4. These inscriptions prove that the fanciful folktale about how Bangalore got its name is wrong. The story goes that 12 th century Hoysala king, Veera Ballala the 2nd, lost his way during a hunt. An old woman offered the tired king some boiled beans. The king in royal fashion christened the area, Benda-kaalu–ooru, which is the town of boiled beans. The tale is terrific but patently false.
5. The man who found the Begur inscription, R.Narasimhachar, an officer in charge of Archeological Research, Mysore, has written that “we may now discard the story of Vira Ballala.”
6. What people think of as the oldest parts of the city are actually the youngest and vice versa. Chickpete, Balepete and their neighbouring areas are relatively young. In contrast, Indiranagar has inscriptions going back to 1200 CE. They were found in the Binna Mangala bus stand which stands till today.
7. Similarly Domlur has a beautiful Chokkanatha Swamy temple that goes back 1000 years. The same with J.P.Nagar, Marathahalli, Malleshwaram and many others, all of which have inscription stones that are centuries old.
8. What is an inscription stone? They are carved writing in stones, usually in old Kannada or Tamil, documenting something significant– a donation to build a temple, tank or community centre. It is often a record of public goods or grants given by a king. “It is like the 80G receipts of today except the donation is forever,” says Uday. 175 inscription stones have been discovered in Bangalore out of which only 110 are traceable today. The remainder were destroyed usually due to real estate construction.
9. All of Bangalore’s famous lakes are man made. Bellandur lake with its soapy overload is 2000 years old, as are Begur and Hebbal lakes. We know this because Durga idols have been found near the lake. Traditionally, Durga, along with Ganesha and a Kshetrapalaka idol were built to safeguard the lakes. Ulsoor and Sankey tank are the youngest lakes.
10. Those interested in the history of the region should watch a video on Youtube called “Journey of Bangalore- Southern Hemisphere till 15th century,” put out by Mythic Society Media. Those who would like to get involved in documenting the inscription stones in Bangalore can join a Facebook group with the same name: Inscription Stones of Bangalore.
This was a treat to read. Thank you so much.

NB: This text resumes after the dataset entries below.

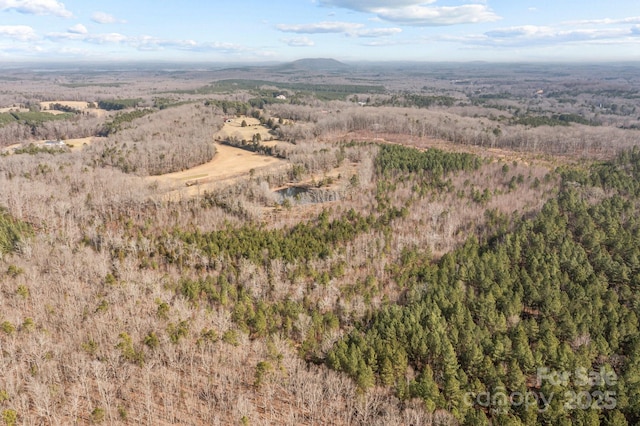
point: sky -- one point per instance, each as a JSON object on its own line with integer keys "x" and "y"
{"x": 253, "y": 31}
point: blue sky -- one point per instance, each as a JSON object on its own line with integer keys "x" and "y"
{"x": 347, "y": 30}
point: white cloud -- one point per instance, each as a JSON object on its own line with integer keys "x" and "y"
{"x": 605, "y": 21}
{"x": 78, "y": 29}
{"x": 378, "y": 32}
{"x": 423, "y": 16}
{"x": 36, "y": 7}
{"x": 320, "y": 28}
{"x": 420, "y": 13}
{"x": 89, "y": 38}
{"x": 105, "y": 18}
{"x": 298, "y": 41}
{"x": 373, "y": 5}
{"x": 532, "y": 35}
{"x": 17, "y": 32}
{"x": 348, "y": 28}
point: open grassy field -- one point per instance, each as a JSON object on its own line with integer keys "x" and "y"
{"x": 233, "y": 129}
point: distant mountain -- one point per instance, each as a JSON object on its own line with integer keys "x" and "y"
{"x": 315, "y": 64}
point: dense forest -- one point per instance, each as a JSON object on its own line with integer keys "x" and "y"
{"x": 370, "y": 255}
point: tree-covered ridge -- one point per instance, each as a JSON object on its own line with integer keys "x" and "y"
{"x": 558, "y": 292}
{"x": 12, "y": 231}
{"x": 435, "y": 162}
{"x": 305, "y": 241}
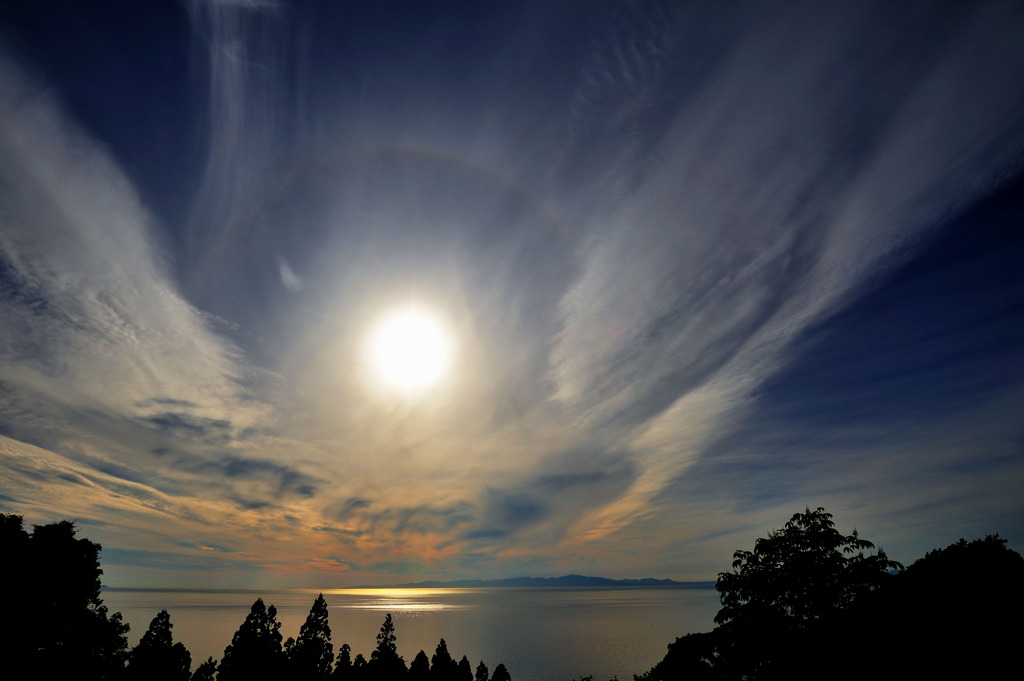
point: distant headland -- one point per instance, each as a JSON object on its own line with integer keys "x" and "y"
{"x": 564, "y": 581}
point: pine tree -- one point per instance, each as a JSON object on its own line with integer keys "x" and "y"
{"x": 206, "y": 671}
{"x": 311, "y": 654}
{"x": 465, "y": 671}
{"x": 158, "y": 657}
{"x": 420, "y": 669}
{"x": 62, "y": 625}
{"x": 385, "y": 663}
{"x": 442, "y": 668}
{"x": 343, "y": 668}
{"x": 255, "y": 651}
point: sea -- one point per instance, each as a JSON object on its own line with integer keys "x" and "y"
{"x": 540, "y": 634}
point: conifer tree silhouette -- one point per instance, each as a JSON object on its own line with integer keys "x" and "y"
{"x": 442, "y": 668}
{"x": 310, "y": 656}
{"x": 62, "y": 626}
{"x": 158, "y": 657}
{"x": 420, "y": 669}
{"x": 501, "y": 674}
{"x": 385, "y": 663}
{"x": 206, "y": 671}
{"x": 255, "y": 652}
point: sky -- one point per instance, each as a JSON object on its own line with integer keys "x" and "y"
{"x": 690, "y": 267}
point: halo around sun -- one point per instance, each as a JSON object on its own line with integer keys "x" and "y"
{"x": 410, "y": 350}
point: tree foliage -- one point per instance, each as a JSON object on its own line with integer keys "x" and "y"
{"x": 158, "y": 657}
{"x": 62, "y": 626}
{"x": 311, "y": 655}
{"x": 798, "y": 575}
{"x": 255, "y": 651}
{"x": 385, "y": 663}
{"x": 780, "y": 604}
{"x": 442, "y": 668}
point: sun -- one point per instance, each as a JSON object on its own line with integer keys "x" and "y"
{"x": 410, "y": 349}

Wonderful to hear about our Bemagurlu, very interesting. Although I am not based in Blore now, my heart and soul still yearns for Bangalore. The story of Veera Ballalu and the pot of beans has been around but I always took it as a figment of imagination. There were many interesting things about Bangalore. This place was part of the Bahamani Sultanates and passed on to the Adil Shahis. One of the oldest Darga is at Avenue Road. Interestingly Avenue Road was so named by the British because the entire road was covered by tree lined avenues right from the Fort to the Jamia Masjid. Alas, now nothing remains. The Summer palace was in the centre of a garden covered right around by the Fort and that is why we still have names like Kengeri Gate, Ulsoor Gate and Upparpet Gate. The lake where the bus stand exists was within the Fort surrounding the areas of Magadi road where the Gate now demolished was known as Magadi Gate. The Chickpet, Sultanpet, etc came only during the later stages. Even on Bellary road there was an old structure which existed I think before the Maharajas or Hyder and Tipu rule and beyond this was the village of Anruthhalli where the famous war Bullocks of Hyder and Tipu were bred. Incidentally, under Hyder and Tipu there was a ban on Cattle slaughter much before the political parties have made it an issue. There should be light shed on the towers of Kempegowda and why it is relevant to know the correct history of Namma Blore.